The specimen’s name is Sasha, and while scientists couldn’t determine whether the rhino was male or female from its remains, they have still managed to reconstruct much of its body. Amazingly, Sasha’s hair even managed to survive thousands of years of being stuck in the frosty ground where it was discovered, and after a thorough cleaning we’re able to see what the animal would have looked like when it roamed during the ice age.

Sasha is thought to only have been around seven months old at the time of death, but still measures nearly five feet long.
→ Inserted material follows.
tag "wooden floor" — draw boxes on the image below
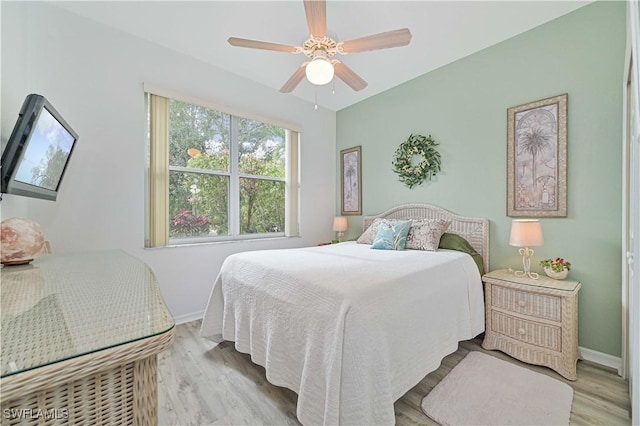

By contrast, rhinos that we see today hit that size after about a year and a half of age, indicating that either the woolly rhinos grew much more rapidly or topped out at much larger sizes when fully grown.

“We can only guess how mammoths and the woolly rhinoceros lived by the plants that where around then, by minerals, which can be determined in the composition of animal bones, and in the isotopes of oxygen and carbon, which also can be extracted from the bones,” senior researcher Yevgeny Maschenko explains. “At that time, 35-50,000 years ago, the climate was colder and drier, and there were no climatic zones that now exist. There was no tundra vegetation, and there were very good conditions for such herbivores, with a lot of grass, cereals, and this is how all these giant animals could live there because there was enough food.”

At present, scientists don’t have many clues as to why the species went extinct. There are plenty of theories, but not much hard evidence to back any of it up. For now we’ll just have to enjoy what still remains of them, like adorable Sasha.